Max number of subnets DHCP can handle

Mon Jan 28 20:32:47 UTC 2008

On 1/28/08 10:23 AM, David W. Hankins wrote:

> 
> that's a strange situation to be in.  it sounds like the secondary
> thinks the pools are "panic unbalanced", but the primary does not
> think it needs to transfer any leases.
> 
> i'd make sure the config files are consistent (including "failover
> peer" lines in the pools), and then compare the post-failover lease
> databases to see what's going wrong.  if anything were wrong, i would
> probably wind up "faulting" one of the lease databases so that it is
> reloaded off the peer.  since this sounds like a test enviroment,
> maybe you could just cut to that chase and try that.  just shutdown
> one daemon, delete dhcpd.leases and touch a new file, then restart the
> daemon; it will load the db off the peer, enter a RECOVER-WAIT state
> for MCLT, then resume normal operations (this isn't a bad test to
> perform either).
> 
> 3.0.1 also has several known failover flaws.  run 3.0.6 at least if
> you want to evaluate 3.0.x.
> 
> this sort of "pool rebalance cpu starvation" due to the peer sending
> never-ending POOLREQ messages has been addressed in our CVS repository
> for the next release; we now implement a hold-down timer on POOLREQs.
> 
> from 3.1.next's RELNOTES;
> 
> - A bug in failover pool rebalancing that caused POOLREQ message ping-pongs
>   was repaired.
> 
> - A flaw in failover pool rebalancing that could cause POOLREQ messages to
>   be sent outside of the min-balance/max-balance scheduled intervals has
>   been repaired.
> 
> but it's hard to say if the above would resolve your secondary's
> condition that's causing it to send the POOLREQs in the first place;
> e.g. any lease db inconsistency.

I've managed to par down the list of subnets to 1500, some monkeying 
around shows that, at least with 3.0.1, it eventually loads it and goes 
to "normal" status on  both servers.

I'd like to use 3.1.0, as it's supposed to do better lease affinity, I 
went with 3.0.1 because it was easy with RH and we already have a 
production system running 3.0.3, so it was a good quick and dirty way to 
see how the differences.

I'm in the process of starting up 3.1.0 with my new config file.  It was 
script generated so they two are identical, so I don't think we're 
having config issues.  However, it's spent a bout 45 minutes doing 
something to the leases file, generating what I'll describe below.  At 
this point, it looks like it's just a lot to generate, so it's taking a 
while, and once this initial process is completed, subsequent loads will 
be very short.  But in this case, the last log line reported is "update 
request from dhcp_failover: sending update" on both sides, and there's 
been no failover timeout.

> 
> pre whatsitwhosits?  in normal operation, "virgin" (never before used)
> leases are not written to the lease db, to save time and space.  in
> failover (of any version), some of these will change state to 'backup'
> (to be allocated by the secondary), and so will be recorded in the
> lease db.
> 
> this is normal in any version.

I'm a bit confused, I may have just been stating this poorly.   Both 
3.0.1 and 3.1.0 are generating some set of leases in the leases files, 
and in both cases I have done this with a virgin dhcpd.leases file (in 
both cases I"m using the smaller of my possible configs).  Inf v3.0.1, 
it has records for every possible lease, as such:

lease 172.22.255.133 {
   starts 6 2008/01/26 23:07:25;
   tstp 6 2008/01/26 23:07:25;
   tsfp 6 2008/01/26 23:07:25;
   binding state backup;
}
lease 172.22.255.134 {
   starts 6 2008/01/26 23:07:25;
   tstp 6 2008/01/26 23:07:25;
   tsfp 6 2008/01/26 23:07:25;
   binding state backup;
}

And similarly on the backup - it looks like the same setup of IPs, the 
ranges are 11-254, so I"m guessing this is the back half, 133-254.

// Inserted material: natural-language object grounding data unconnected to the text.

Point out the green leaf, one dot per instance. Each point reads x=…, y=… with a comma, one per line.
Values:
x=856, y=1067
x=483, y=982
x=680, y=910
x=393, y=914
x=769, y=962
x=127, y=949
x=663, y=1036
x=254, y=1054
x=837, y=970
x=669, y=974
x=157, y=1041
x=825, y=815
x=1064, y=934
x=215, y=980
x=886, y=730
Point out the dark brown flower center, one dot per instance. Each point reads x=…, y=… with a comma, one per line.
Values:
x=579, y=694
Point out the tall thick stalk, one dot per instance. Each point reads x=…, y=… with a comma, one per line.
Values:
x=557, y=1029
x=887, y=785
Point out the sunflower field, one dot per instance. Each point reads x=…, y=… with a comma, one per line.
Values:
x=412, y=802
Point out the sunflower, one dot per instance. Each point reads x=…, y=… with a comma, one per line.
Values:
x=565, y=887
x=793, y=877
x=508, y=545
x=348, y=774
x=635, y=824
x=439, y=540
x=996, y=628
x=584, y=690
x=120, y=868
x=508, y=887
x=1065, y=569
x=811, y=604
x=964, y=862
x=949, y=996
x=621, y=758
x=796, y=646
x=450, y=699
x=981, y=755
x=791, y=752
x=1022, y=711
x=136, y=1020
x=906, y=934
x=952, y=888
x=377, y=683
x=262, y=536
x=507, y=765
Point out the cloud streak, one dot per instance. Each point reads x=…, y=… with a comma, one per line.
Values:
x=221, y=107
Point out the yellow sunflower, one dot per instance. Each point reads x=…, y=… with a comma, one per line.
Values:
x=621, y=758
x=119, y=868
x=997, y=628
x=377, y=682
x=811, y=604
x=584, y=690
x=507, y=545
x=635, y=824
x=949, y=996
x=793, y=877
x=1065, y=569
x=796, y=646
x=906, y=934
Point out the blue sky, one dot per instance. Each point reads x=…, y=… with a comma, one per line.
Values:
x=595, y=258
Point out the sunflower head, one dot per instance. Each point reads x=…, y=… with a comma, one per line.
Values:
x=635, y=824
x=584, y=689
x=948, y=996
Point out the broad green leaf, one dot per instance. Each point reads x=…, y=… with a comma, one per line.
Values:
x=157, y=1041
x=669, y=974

On 3.1.0, as mentioned it's 45+ minutes into startup, with no log 
messages, so I'm guessing it's just finishing this up, but they look 
like this:

lease 172.31.99.254 {
   binding state free;
}
lease 172.31.99.253 {
   binding state free;
}
lease 172.31.99.252 {
   binding state free;
}

I think that I just mistated what it's doing David, as your explanation 
sounds like the above, but I want to make sure I have my head around 
this correctly.

> essentially;
> 
> leases are ordered in memory on a hash table which (as of 3.1.0) is
> not nearly so pessimal as 3.0.x.  several little missteps were fixed.
> i think 4.0.x is supposed to be faster still, but i can't remember
> why.
> 
> shared networks are ordered in memory on a linear list, and subnets
> are attached on a linear list beneath them.  it is possible to find a
> subnet from a lease, but for DISCOVER or SELECTING/INIT-REBOOT REQUEST
> processing, these lists may be traversed in order to calculate the
> client's point of network attachment (seeking a subnet that contains
> the giaddr, no seek is necessary if giaddr is not set since the daemon
> uses one socket per interface, and can just record what socket the
> packet came in on).
> 
> 
> so whereas lease lookup performance is (hopefully) O(1), although
> realistically O(leases) on 3.0.x and sufficiently large numbers of
> leases (it starts around 16k I think, from memory), subnet lookup
> performance is O(subnets) always.
> 
> so for each lease you add, it's a no-op.  for each subnet you add,
> you're using a teensy bit more CPU for this processing.
> 
> the question is whether or not you have enough cpu for the subnets you
> want.
> 
> short of rewriting the sources (to do a quicker subnet lookup), there
> is no workaround.
> 

Thanks for the description.   We're going to be provisioning new 
hardware, but this sounds like until possibly some enhancements in 
3.1.x, that may still not solve the pool rebalance CPU starvation issue, 
although it's probably hard to say.

I'm only shying away from 4.0.0 because of the criticality of this 
server (it's answering VOIP handset DHCP requests), and am wary of 
vX.0.0 - of anything, no offense intended.    I feel more comfortable 
with 3.1.0, and there is a specific feature it has that's desirable, 
related again to these VOIOP handsets, which don't tolerate changes in 
IP addresses well.     The reason for the large number of subnets is to 
avoid needing to make config changes, so DHCP server restarts should be 
minimal, and hopefully at no other times than server downtime.

David, thanks for your reply, this is all very helpful.    I was hoping 
that v3.1.0 would wrap up while I was writing this, but I'll have to 
follow-up with an update.   Once it's loaded and has it's leases file 
stabilized, I'll try doing a restart to see what timing looks like on 
that, and then I'll try a virgin leases file on the secondary and see 
how it does with that, although right now that doesn't strictly look 
necessary.   chris